Questions tormented him. Could he be a steadfast husband? A reliable father? Could he promise never to leave her? He braced one hand on the piano and forced his breathing to calm.
When he’d first assumed they would marry, he had told himself it was a mere inconvenience. That nothing would really change. But everything was going to change. Freddie wouldn’t accept anything less. They found one another physically desirable, yes. Even looking at her now, he could feel something deep and profound stirring inside him. But Bentley feared that mightn’t last. And Frederica, at least, deserved something better.
He studied the lovely angles of her face as she turned and paced again toward the windows. And suddenly, he was struck by the unnerving realization that in wedding her, he would be giving up the one thing which had always sustained him through every personal relationship in his life. The freedom to simply storm out—out of the room, out of the country, even out of someone’s life, if they got too close, too demanding, too…anything which he found uncomfortable. No one, not even his sister, Catherine, held him in thrall. No one could force him to do their bidding. No one could bully or blackmail or shame him into love, obedience, or any other emotion.

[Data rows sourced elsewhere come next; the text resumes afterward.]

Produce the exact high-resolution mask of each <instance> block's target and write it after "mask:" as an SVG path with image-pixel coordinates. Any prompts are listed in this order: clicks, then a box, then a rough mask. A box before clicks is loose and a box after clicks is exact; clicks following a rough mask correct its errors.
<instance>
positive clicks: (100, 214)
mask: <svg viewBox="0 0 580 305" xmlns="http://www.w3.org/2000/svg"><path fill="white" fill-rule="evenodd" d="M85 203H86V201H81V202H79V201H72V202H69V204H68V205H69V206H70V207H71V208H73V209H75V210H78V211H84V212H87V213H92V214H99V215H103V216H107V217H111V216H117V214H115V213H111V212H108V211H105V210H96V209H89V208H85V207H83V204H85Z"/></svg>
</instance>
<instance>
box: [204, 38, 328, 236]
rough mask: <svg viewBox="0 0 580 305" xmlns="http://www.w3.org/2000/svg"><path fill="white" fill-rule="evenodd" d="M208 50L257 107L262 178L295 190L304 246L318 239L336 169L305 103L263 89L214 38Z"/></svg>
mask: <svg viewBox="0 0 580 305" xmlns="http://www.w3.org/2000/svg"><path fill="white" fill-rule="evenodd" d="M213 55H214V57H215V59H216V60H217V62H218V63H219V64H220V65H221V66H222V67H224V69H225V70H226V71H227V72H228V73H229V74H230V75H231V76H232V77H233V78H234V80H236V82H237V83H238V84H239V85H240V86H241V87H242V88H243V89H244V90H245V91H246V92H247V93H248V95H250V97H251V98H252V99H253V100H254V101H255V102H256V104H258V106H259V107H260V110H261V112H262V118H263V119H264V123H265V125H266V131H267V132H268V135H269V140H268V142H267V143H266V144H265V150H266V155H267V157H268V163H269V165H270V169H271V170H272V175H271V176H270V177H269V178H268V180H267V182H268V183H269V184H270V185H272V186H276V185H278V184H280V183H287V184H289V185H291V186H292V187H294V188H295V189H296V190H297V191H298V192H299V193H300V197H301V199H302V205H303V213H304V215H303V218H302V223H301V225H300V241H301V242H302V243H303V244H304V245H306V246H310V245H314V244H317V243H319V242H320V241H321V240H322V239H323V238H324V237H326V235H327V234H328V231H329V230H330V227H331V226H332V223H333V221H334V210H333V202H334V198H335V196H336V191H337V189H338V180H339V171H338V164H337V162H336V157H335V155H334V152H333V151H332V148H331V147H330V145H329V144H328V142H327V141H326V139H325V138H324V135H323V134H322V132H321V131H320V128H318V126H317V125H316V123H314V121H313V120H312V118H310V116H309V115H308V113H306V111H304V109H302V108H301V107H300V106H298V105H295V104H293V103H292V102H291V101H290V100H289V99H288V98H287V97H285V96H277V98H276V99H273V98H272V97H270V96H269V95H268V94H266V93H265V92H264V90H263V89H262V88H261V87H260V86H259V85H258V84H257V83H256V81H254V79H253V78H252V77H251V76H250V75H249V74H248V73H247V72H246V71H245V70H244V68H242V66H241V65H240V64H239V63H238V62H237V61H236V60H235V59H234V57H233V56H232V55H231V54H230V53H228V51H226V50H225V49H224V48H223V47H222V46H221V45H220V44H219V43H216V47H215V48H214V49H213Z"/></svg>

Never, ever again, he’d sworn, would he live like that. And if the price he’d paid for his freedom had been a life lived in a measure of isolation, he could not say as how he’d overly suffered from it.
But was it fair to let Frederica suffer from it?
At last, she stopped pacing and turned to look at him, her narrow shoulders set stubbornly back. “We’ll just end up hating one another,” she said.
But “I’ll end up hating you” is what she really means, thought Bentley. “No, we won’t,” he said firmly. “We can’t. We have a responsibility to the child.”